It looks like the current Nanaimo-Cowichan electoral district will be no more when the next federal election rolls around in 2015.
The Federal Electoral Boundaries Commission for British Columbia has submitted its report redrawing the province’s federal electoral map to the Chief Electoral Officer of Canada, and the report was tabled in the House of Commons Monday (Jan. 28).
In the report, MP Jean Crowder’s electoral district becomes split into two districts — Nanaimo-Ladysmith (with a population of 114,998) and Cowichan-Malahat-Langford (with a population of 99,160).
The Town of Ladysmith falls into the Nanaimo-Ladysmith district, along with Chemainus Indian Reserve No. 13 and Oyster Bay Indian Reserve No. 12, while the District Municipality of North Cowichan falls into the Cowichan-Malahat-Langford electoral district, along with Penelakut Island and Thetis Island.
Crowder hasn’t had a lot of time to look through the report, but she says it is not substantially different from what the Federal Electoral Boundaries Commission originally proposed, although it does include some changes coming out of the public consultations.

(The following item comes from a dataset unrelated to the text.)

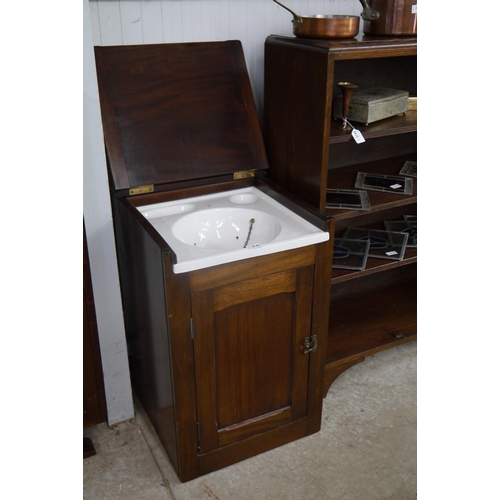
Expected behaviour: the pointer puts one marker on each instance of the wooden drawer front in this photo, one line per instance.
(251, 373)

“In their proposals, they had put Lake Cowichan in Nanaimo-Ladysmith, and they had divided the city of Langford,” she said. “They’ve still gone over the Malahat, which a lot of people opposed. Although some points of input from our riding were heard, some other key parts were not.”
Now that the report has been tabled in the House of Commons, as an MP, Crowder will have 30 days to file any objections. There are no other avenues for public input, so Crowder encourages anyone who has concurs to send them to her office by calling 1-866-609-9998 or e-mailing firstname.lastname@example.org.
Overall, British Columbia is gaining six electoral districts as a result of the increase in its population. Nearly two-thirds of the province’s electoral districts are located in the Lower Mainland region, and five new electoral districts will be added there. The Vancouver Island region gains one new electoral district, while the 36 existing districts are reconfigured.
The report — which can be found online — follows the public hearings that took place across the province between Sept. 10 and Oct. 18, 2012.
The changes won’t go into effect until the next federal election in 2015, explained Crowder.
By that time, Crowder will have served the Nanaimo-Cowichan district for 11 years, and she says it will be a big change in this region.
“It’s hard for me to see it divided up, but I recognize that population-wise, it was time to divide it,” she said.